The zombies in the aforementioned three movies are often slow. They drag their feet. They give the occasional grunt or moan. The horror and the fear come when the zombies are in a large group or when the zombies pursue unfazed despite bullet shots to the head.
However, I would like to highlight how extra terrifying the zombies in Train To Busan are. There is an unrelenting energy that they exude in their pursuits. Warm Bodies and Shaun of the Dead compare zombies to humans and conclude with how we are not so different from the undead. On the other hand, there is something wholly uncanny about the zombie movements in this movie. Even after falling from building into solid asphalt or having their limbs twisted and broken, the zombies pursue their prey determined. They do not have a sense of pain nor do they think about the consequences of endangering themselves. All they care about is sinking their teeth into flesh.
The characters themselves are not anything new. They are all archetypes that are commonly found in literature and film (i.e. the detached father, the ruthless business man, the innocent child). However, what I found was different in Train To Busan, was that the movie took the time to create some kind of narrative for each character individually. In this way, I grew to care about them on various levels.
The actors and actresses did an amazing job in the portrayal of their characters. Gong Yoo demonstrated emotional change and depth to Seok-woo's seemingly uncaring and selfish appearance. Su-an, Seok-woo's daughter, played by Kim Su-an, was also terrific. She effortlessly balanced innocence and maturity in her character by displaying a convincing array of emotions.
The camerawork and the angles along with the director's lighting choices created a terrifying atmosphere. One of my favorite scenes was in the opening where everyone boards the train and the zombies first appear. This scene is shot from the perspective of Su-an which was an interesting artistic choice. From this point of view, the introduction of the zombies is subtle but impactful because, let's face it, who would believe a child if they said they saw a zombie?
The contrast of light and dark raises the tension especially with the knowledge that zombies move by sight: whatever their eyes lie upon, they will try to eat.
Train To Busan balances horror and thriller with a contemplative approach. The film critiques the government and its censoring of media and the truth. It also criticizes the selfishness of society. It condemns the businessman who pulls his weight around to get what he wants regardless of other peoples' safety.
This movie shows good examples of both the best and worst of humanity. While it asks the question, "Who can you save?", it also asks the deeper and more sinister question, "Who do you save?". In other words, who is worth turning back and heading into a mob of zombies for? Who is worth dying for? And who deserves to live?
The film holds up a mirror to human nature and the tendency we, as human beings, have to gravitate towards the impulse to save our own skins first. Selfishness is an innate trait that humans have.
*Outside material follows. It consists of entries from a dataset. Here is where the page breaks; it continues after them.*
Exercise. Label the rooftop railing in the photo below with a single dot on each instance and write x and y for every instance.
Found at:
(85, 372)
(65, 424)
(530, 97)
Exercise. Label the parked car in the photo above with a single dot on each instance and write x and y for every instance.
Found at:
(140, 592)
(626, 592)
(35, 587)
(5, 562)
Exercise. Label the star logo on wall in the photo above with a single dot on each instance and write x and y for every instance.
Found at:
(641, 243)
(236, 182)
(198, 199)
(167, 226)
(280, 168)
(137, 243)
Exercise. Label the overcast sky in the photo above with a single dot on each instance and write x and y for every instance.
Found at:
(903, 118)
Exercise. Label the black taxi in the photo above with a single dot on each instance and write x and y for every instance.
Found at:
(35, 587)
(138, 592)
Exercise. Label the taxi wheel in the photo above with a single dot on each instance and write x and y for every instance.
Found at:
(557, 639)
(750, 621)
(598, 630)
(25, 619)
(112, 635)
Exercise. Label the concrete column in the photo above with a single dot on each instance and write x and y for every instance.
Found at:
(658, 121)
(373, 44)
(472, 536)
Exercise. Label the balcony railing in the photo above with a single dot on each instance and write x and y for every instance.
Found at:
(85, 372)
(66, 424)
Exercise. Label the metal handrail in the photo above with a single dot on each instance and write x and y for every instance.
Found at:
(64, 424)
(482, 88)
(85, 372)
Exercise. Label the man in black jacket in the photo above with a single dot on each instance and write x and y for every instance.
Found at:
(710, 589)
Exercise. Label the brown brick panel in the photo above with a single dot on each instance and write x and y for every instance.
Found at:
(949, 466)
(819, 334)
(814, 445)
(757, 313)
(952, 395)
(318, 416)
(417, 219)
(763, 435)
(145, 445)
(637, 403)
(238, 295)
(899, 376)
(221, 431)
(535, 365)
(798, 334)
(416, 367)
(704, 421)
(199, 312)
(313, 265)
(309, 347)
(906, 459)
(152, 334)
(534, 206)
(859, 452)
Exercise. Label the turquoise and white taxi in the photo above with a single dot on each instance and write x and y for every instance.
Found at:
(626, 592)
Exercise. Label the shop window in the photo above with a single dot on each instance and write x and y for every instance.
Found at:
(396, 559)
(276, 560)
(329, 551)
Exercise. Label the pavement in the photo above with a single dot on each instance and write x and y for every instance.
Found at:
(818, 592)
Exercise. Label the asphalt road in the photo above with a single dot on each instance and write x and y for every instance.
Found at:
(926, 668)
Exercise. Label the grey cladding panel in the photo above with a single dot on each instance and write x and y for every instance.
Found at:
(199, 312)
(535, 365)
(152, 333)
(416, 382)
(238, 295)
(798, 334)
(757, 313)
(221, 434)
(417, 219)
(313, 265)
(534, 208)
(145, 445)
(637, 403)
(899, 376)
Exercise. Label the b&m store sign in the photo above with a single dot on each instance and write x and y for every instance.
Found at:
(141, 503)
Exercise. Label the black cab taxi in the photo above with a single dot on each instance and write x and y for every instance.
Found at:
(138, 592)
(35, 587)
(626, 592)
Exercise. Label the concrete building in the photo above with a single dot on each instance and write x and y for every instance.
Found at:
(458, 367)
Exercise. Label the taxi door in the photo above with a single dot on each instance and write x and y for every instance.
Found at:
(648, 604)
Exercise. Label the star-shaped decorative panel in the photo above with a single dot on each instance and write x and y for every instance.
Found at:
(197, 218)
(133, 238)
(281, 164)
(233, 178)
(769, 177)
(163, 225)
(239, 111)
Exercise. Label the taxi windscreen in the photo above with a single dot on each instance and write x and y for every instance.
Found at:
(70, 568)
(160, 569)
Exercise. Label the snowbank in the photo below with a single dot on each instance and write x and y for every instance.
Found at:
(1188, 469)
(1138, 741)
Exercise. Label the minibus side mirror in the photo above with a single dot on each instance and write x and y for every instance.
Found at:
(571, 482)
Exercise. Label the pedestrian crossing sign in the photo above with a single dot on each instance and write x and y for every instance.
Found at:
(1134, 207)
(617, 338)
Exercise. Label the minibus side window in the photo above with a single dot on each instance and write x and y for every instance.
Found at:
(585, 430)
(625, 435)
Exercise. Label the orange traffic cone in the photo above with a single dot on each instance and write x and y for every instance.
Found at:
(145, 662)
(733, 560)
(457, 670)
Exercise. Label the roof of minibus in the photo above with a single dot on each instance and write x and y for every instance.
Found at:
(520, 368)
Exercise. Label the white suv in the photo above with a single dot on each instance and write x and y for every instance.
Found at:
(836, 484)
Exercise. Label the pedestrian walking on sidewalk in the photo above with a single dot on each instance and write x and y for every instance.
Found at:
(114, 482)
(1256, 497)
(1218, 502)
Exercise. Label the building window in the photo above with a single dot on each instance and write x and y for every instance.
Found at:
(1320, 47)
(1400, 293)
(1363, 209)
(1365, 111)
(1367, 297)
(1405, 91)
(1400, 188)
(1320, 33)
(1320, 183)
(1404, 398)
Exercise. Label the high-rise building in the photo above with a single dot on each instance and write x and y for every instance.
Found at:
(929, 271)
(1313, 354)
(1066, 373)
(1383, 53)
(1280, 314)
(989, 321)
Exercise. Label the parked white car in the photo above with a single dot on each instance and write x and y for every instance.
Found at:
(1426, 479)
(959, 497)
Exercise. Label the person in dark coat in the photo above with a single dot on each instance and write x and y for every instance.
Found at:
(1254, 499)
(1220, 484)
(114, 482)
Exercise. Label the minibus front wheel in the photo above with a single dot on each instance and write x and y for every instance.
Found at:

It is a survival tactic: the fight or flight mode. We yearn to survive. We claw our way up just so we can take another breath; even if that next one is our last and even if we have to step on the bodies of others to breathe it.
The film does not end bleakly. A child sings a song. The sun rises and there is hope. With hope comes the potential to change. Humans have the ability to choose. Ultimately, it is our choice, our decision to change for the better, which makes us different from the zombies.